Another limitation is that this analysis only examines urban ZIP codes across the USA, which is only a limited number of the areas across the USA. First, ZIP codes may not be the optimal unit of analysis given that people are not constrained by their ZIP code boundaries when they move about an urban area or make decisions about which providers to use for their various daily needs. Moreover, this ignores large swaths of the USA outside of metropolitan areas, and there may be important other considerations at play for rural or lower density communities, which are not examined here. These could all be important considerations for future work.

Although these limitations need further exploration, this analysis provides some important contributions to the literature on the distribution of health care resources and access to care. Using a large national dataset, we demonstrate that the local availability of health care resources in neighborhoods appears to shape or constrain the type of care that families receive for their children. Moreover, this is related to racial/ethnic residential segregation in that families in Black and Latino communities are more likely to use non-ideal forms of health care provision for their children and that this seems to be partially explained away by the availability of resources within their neighborhoods.
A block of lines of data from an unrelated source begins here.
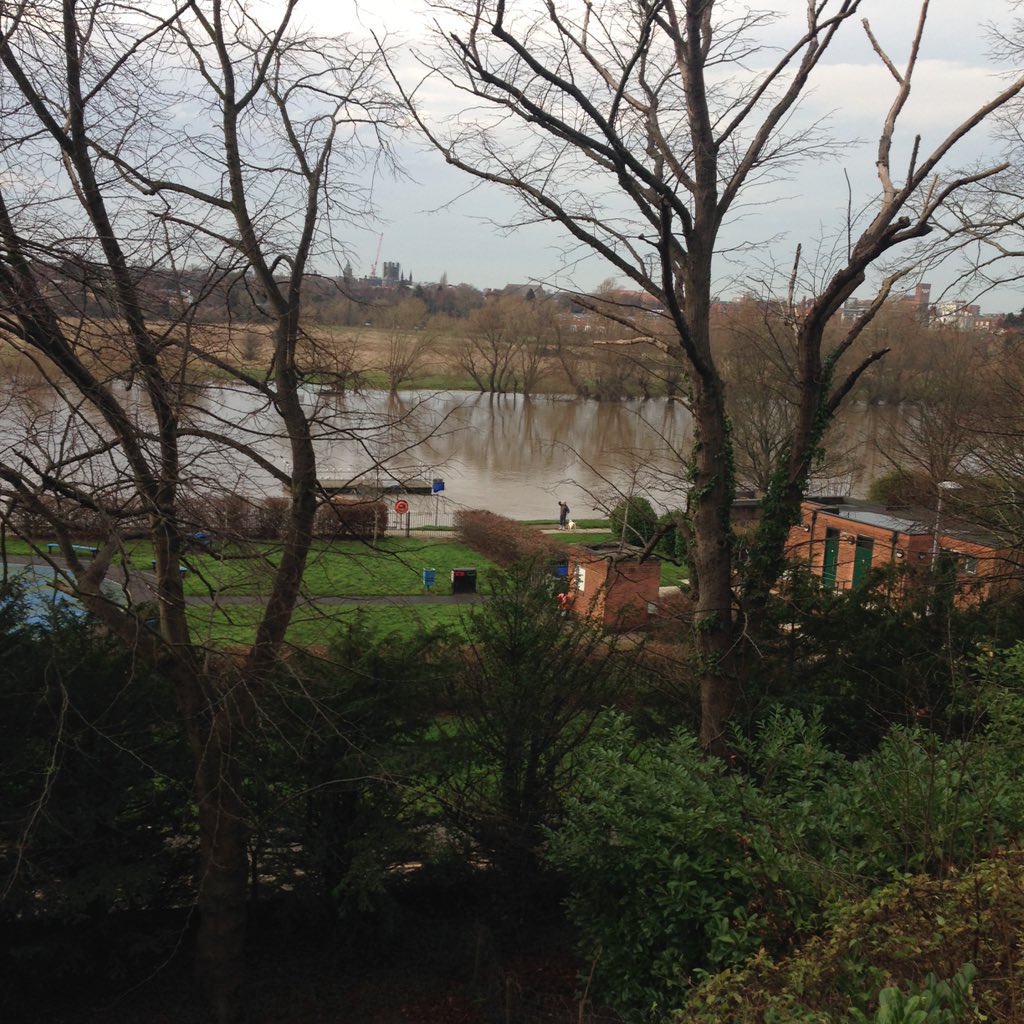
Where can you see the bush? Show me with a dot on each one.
(634, 520)
(505, 542)
(359, 519)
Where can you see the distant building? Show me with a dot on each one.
(607, 582)
(843, 540)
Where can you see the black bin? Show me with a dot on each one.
(464, 581)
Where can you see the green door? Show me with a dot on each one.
(862, 559)
(830, 559)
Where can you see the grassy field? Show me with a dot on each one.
(343, 568)
(315, 626)
(334, 569)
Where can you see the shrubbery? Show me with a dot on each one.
(681, 865)
(505, 542)
(634, 520)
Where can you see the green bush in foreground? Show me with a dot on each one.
(681, 867)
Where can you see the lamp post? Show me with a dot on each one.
(942, 485)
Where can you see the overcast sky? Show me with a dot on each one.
(438, 221)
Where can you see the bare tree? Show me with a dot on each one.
(409, 341)
(136, 140)
(639, 127)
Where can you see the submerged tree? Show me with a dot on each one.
(137, 141)
(640, 128)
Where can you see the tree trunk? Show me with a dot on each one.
(714, 633)
(212, 722)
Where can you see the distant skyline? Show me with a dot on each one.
(439, 220)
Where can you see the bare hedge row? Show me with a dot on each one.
(504, 541)
(228, 517)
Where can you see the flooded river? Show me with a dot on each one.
(513, 456)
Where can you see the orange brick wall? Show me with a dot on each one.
(616, 593)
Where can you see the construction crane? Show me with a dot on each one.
(380, 242)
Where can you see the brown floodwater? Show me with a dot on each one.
(514, 456)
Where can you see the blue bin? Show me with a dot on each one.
(464, 581)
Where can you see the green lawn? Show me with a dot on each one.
(313, 626)
(339, 568)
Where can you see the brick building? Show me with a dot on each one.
(609, 583)
(843, 540)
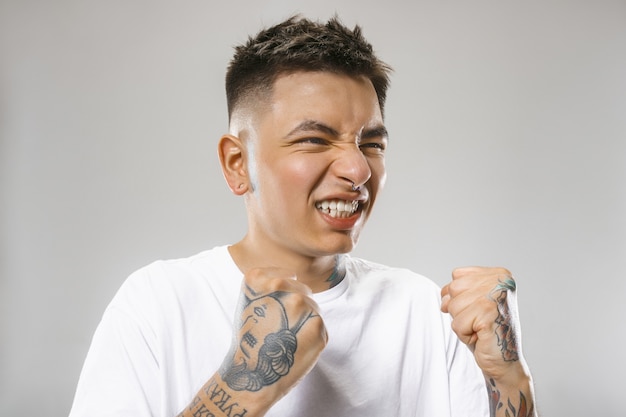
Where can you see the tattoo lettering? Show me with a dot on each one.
(267, 344)
(219, 398)
(496, 405)
(504, 330)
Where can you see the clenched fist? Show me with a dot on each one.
(279, 334)
(483, 306)
(278, 337)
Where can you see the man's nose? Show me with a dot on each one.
(351, 165)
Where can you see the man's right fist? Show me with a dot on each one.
(278, 334)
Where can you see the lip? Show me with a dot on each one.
(344, 223)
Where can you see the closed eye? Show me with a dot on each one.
(313, 140)
(373, 145)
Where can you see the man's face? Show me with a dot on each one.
(320, 133)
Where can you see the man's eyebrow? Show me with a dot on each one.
(376, 132)
(313, 126)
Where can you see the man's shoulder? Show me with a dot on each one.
(387, 275)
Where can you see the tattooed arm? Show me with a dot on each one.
(279, 335)
(483, 306)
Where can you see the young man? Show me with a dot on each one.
(284, 322)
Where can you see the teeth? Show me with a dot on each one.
(338, 208)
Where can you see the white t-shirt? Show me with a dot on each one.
(391, 352)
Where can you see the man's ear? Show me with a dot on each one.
(233, 158)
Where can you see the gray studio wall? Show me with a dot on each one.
(508, 146)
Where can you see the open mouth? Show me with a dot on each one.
(338, 208)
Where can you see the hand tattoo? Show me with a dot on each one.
(252, 366)
(505, 330)
(495, 404)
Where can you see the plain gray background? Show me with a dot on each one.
(508, 147)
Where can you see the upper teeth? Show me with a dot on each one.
(338, 208)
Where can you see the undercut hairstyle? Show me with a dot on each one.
(299, 44)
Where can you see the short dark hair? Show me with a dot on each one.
(299, 44)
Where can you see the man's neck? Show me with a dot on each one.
(318, 273)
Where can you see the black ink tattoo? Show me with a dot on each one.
(339, 272)
(505, 330)
(218, 397)
(495, 404)
(252, 367)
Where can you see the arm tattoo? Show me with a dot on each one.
(218, 397)
(496, 405)
(504, 330)
(267, 347)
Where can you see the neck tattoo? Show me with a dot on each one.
(339, 272)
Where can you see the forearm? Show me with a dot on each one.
(216, 399)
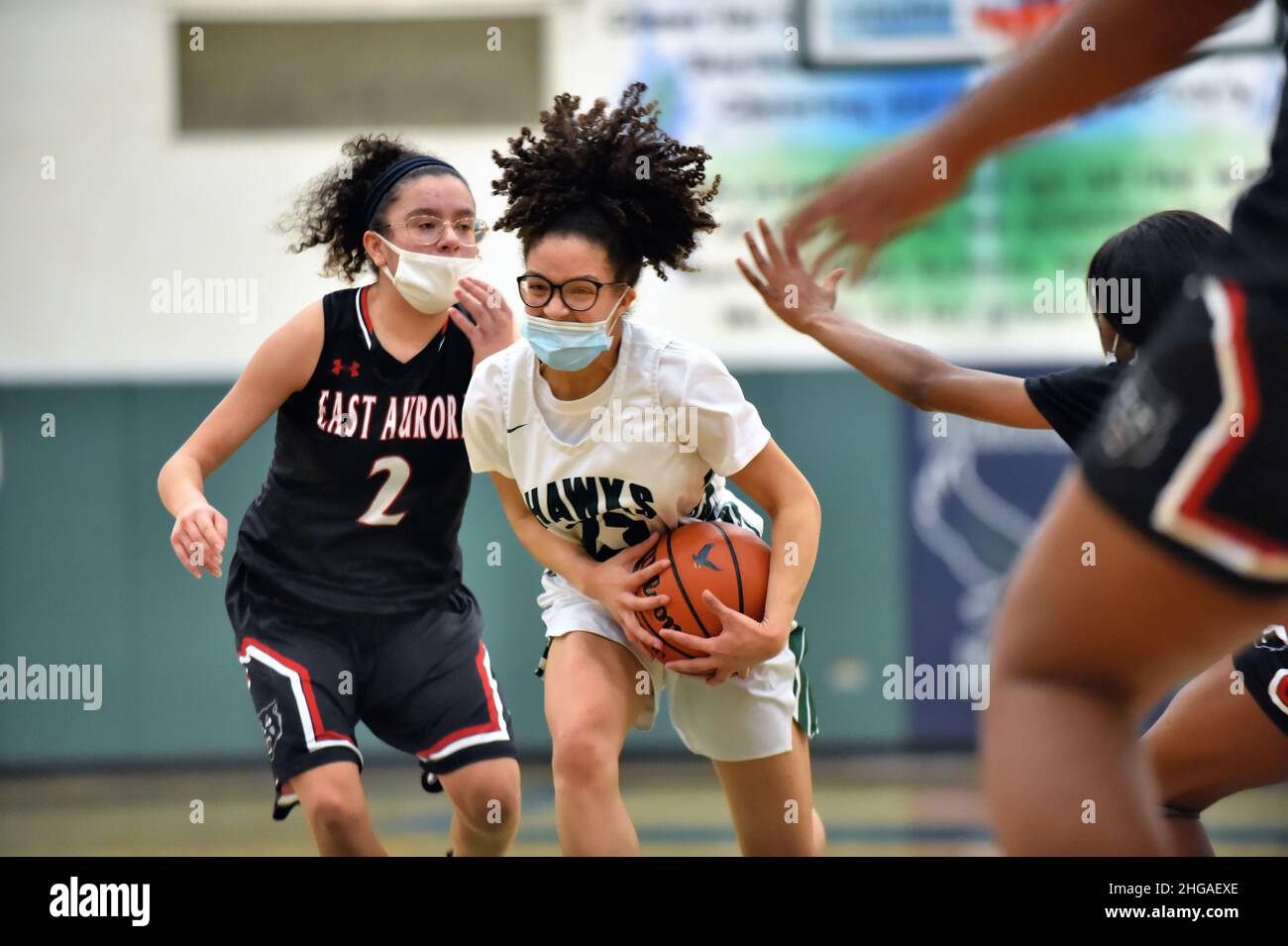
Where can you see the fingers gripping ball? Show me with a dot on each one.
(729, 560)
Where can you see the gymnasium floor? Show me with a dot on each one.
(889, 804)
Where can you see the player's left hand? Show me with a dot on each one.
(789, 288)
(492, 328)
(741, 645)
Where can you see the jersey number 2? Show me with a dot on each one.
(398, 470)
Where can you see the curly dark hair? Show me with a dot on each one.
(329, 211)
(583, 176)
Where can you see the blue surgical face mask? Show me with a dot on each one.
(568, 345)
(1112, 354)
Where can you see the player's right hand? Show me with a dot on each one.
(883, 196)
(614, 583)
(198, 537)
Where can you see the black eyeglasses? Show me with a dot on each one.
(578, 295)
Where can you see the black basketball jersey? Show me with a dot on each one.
(1258, 249)
(369, 480)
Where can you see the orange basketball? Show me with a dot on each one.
(729, 560)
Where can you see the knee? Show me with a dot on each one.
(584, 760)
(335, 812)
(489, 803)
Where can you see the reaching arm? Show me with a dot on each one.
(614, 583)
(1096, 51)
(281, 366)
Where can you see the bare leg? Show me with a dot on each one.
(1080, 653)
(485, 796)
(772, 802)
(1211, 743)
(591, 703)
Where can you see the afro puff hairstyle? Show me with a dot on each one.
(610, 176)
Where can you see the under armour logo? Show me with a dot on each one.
(700, 559)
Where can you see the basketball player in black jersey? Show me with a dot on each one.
(1181, 480)
(346, 591)
(1211, 742)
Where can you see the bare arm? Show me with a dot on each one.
(281, 366)
(794, 510)
(613, 583)
(784, 491)
(1055, 76)
(907, 370)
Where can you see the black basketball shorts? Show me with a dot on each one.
(421, 681)
(1265, 674)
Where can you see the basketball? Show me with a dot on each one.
(729, 560)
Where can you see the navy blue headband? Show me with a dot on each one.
(393, 174)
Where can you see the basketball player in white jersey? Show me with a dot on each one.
(550, 417)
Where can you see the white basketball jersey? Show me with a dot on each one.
(649, 447)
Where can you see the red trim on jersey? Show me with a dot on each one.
(1194, 503)
(489, 726)
(307, 683)
(362, 306)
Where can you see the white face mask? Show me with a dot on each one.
(1112, 354)
(428, 282)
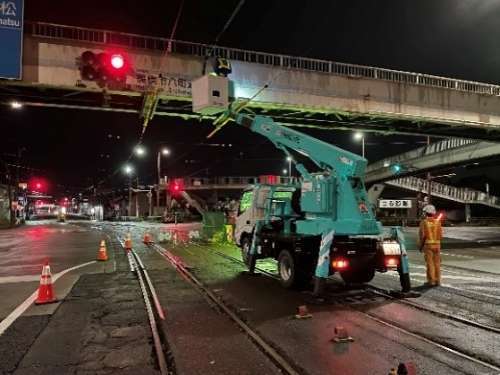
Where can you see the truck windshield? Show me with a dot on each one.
(246, 201)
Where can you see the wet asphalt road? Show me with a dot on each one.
(203, 341)
(269, 308)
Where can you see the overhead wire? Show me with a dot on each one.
(144, 127)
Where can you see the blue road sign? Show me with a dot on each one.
(11, 38)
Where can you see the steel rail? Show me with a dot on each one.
(154, 295)
(162, 362)
(381, 292)
(421, 337)
(269, 351)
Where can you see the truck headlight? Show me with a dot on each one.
(391, 248)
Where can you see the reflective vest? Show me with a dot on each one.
(431, 231)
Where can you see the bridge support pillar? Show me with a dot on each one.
(468, 214)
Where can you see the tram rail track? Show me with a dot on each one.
(277, 358)
(148, 291)
(388, 323)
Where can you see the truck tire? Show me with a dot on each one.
(246, 243)
(286, 269)
(359, 276)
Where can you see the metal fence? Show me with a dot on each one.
(231, 182)
(462, 195)
(415, 154)
(127, 40)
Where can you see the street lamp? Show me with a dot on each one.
(139, 150)
(165, 152)
(15, 104)
(289, 160)
(128, 169)
(360, 137)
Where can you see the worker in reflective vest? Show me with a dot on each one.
(430, 235)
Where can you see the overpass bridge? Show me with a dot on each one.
(465, 196)
(436, 156)
(301, 91)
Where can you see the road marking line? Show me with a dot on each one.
(18, 279)
(19, 310)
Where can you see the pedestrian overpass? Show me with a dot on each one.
(299, 91)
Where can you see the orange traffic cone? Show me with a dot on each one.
(45, 291)
(102, 254)
(303, 312)
(128, 242)
(147, 239)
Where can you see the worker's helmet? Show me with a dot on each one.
(429, 209)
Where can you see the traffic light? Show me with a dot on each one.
(105, 68)
(176, 187)
(222, 67)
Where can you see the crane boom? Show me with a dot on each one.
(324, 155)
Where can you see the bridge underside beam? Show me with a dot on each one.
(131, 102)
(441, 160)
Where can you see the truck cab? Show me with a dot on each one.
(274, 210)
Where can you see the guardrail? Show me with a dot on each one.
(55, 31)
(462, 195)
(229, 181)
(433, 148)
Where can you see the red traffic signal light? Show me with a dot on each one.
(117, 61)
(104, 67)
(176, 187)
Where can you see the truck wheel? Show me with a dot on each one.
(246, 243)
(358, 276)
(286, 269)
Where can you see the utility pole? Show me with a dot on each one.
(129, 209)
(158, 170)
(137, 197)
(429, 177)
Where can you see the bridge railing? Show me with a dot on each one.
(407, 157)
(463, 195)
(230, 181)
(54, 31)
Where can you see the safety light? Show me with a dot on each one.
(15, 104)
(391, 262)
(396, 168)
(340, 264)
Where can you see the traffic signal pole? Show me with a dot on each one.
(158, 167)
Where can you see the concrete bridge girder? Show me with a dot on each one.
(53, 62)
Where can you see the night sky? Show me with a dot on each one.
(76, 148)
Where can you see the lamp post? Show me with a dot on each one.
(164, 152)
(128, 169)
(289, 160)
(361, 137)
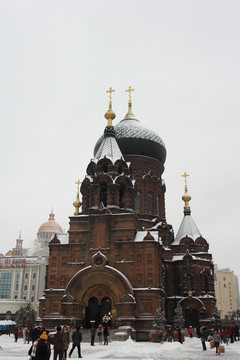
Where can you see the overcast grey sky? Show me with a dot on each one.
(57, 60)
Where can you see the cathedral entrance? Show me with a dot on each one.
(96, 310)
(191, 318)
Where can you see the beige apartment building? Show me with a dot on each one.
(226, 291)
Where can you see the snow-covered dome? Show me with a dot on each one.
(50, 225)
(135, 139)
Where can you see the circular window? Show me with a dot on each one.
(98, 261)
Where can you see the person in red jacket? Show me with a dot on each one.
(58, 343)
(190, 331)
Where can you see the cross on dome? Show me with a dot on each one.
(129, 90)
(110, 91)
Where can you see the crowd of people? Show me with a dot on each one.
(43, 342)
(217, 337)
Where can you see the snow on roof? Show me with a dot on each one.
(63, 238)
(140, 235)
(180, 257)
(109, 148)
(187, 228)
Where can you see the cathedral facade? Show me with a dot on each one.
(121, 256)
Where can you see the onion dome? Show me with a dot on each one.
(50, 225)
(108, 146)
(188, 226)
(134, 138)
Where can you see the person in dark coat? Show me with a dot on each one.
(58, 344)
(204, 337)
(76, 339)
(66, 339)
(42, 350)
(93, 332)
(179, 334)
(16, 333)
(35, 333)
(105, 335)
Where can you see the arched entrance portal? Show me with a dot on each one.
(96, 310)
(191, 318)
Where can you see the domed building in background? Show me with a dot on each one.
(45, 233)
(121, 255)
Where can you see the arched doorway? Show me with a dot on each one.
(96, 310)
(191, 318)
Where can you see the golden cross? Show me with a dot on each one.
(185, 176)
(129, 90)
(110, 94)
(78, 183)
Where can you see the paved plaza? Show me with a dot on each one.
(129, 350)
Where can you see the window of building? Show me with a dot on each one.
(139, 279)
(63, 281)
(103, 193)
(149, 259)
(17, 281)
(149, 279)
(158, 205)
(139, 260)
(122, 192)
(205, 283)
(138, 202)
(150, 203)
(5, 285)
(189, 283)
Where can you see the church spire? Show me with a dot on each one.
(186, 197)
(129, 90)
(77, 203)
(110, 115)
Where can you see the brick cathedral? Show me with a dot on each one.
(121, 255)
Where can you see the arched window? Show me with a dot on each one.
(158, 205)
(205, 283)
(122, 192)
(105, 168)
(120, 170)
(138, 202)
(103, 193)
(150, 203)
(189, 282)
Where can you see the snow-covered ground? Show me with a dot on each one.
(130, 350)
However, when it comes to not receiving care at all or using an emergency room, these are much more influenced by socio-economic considerations and the insurance status of the child. This has important implications for public health policy. Much of the political impetus to improve access to care for children is centered on the expansion of medical insurance programs. While this would appear to provide access to some type of care, it does not necessarily mean that they will gain access to ideal forms of care through physician’s offices. Previous work has indicated that pediatric care through a regular pediatrician’s office provides better health outcomes and better continuity of care [50, 55]. That is reflected in our data as well, where parents express higher satisfaction with these providers across a number of different indicators. These results suggest that we need to consider not just access to care through health insurance, but rather also providing local primary care options in neighborhoods in a more equitable fashion.